Spacy: Error using pretrain when building a model with embedded word vectors

Created on 3 Oct 2019 · 9Comments · Source: explosion/spaCy

I am trying to train a Swedish model with tagging, parsing and embedded word vectors for similarity scoring. Training data comes from https://github.com/UniversalDependencies/UD_Swedish-Talbanken and word vectors are trained using gensim.

Training a small model with pretraining but without embedded vectors works from the command line. Likewise a large model with embedded vectors but without pretraining also works great.
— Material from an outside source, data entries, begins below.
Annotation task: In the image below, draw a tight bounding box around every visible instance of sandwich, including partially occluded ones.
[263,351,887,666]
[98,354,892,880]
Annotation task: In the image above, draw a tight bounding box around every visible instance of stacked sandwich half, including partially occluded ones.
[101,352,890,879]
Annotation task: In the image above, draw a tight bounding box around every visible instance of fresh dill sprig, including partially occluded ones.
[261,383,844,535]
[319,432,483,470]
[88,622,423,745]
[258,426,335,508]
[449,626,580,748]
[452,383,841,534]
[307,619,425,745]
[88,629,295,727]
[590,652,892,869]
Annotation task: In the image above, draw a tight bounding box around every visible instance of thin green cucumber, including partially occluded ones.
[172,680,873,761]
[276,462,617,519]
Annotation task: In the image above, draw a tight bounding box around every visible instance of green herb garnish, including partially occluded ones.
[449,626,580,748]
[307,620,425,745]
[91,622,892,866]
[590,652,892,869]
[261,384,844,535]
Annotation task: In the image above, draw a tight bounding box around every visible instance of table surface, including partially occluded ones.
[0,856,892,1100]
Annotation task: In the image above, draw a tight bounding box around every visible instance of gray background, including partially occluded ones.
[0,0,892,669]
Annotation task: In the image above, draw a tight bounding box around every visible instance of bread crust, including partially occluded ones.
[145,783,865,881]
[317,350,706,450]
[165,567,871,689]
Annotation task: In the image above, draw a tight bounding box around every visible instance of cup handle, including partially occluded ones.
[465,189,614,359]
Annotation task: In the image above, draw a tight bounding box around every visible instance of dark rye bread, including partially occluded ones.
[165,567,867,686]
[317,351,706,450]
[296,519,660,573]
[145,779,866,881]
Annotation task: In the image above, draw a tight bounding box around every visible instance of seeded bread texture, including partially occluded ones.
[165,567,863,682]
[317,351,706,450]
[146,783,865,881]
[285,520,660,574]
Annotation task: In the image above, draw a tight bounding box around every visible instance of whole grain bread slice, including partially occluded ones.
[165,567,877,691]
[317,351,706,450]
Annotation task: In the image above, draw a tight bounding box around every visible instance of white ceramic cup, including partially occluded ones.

The problem arises when trying
trying to train a large model with embedded vectors and pretraining.

As I understand it "spacy pretrain" uses the command --use-vectors argument is used if you want the word model to include features from the word vectors.

However, although pretrain works fine with the --use-vectors command the "spacy train" command fails.

How to reproduce the behaviour

python -m spacy init-model sv ./init_models/word2vec -v ./vectors/word2vec.txt

python -m spacy pretrain './corpus/sents_webbnyheter2013.jsonl' './init_models/word4vec' ./pretrained/ud_w2v' --use-vectors -i 100

python -m spacy train sv models_temp ./corpus/ud_swedish_talbanken_json_sent10/sv_talbanken-ud-train.json ./corpus/ud_swedish_talbanken_json_sent10/sv_talbanken-ud-dev.json -p 'tagger,parser' -t2v ./pretrained/ud_w2v/model99.bin -g 0 -n 55

Produces the following error

Training pipeline: ['tagger', 'parser']
Starting with blank model 'sv'
Counting training words (limit=0)
Loaded pretrained tok2vec for: ['tagger', 'parser']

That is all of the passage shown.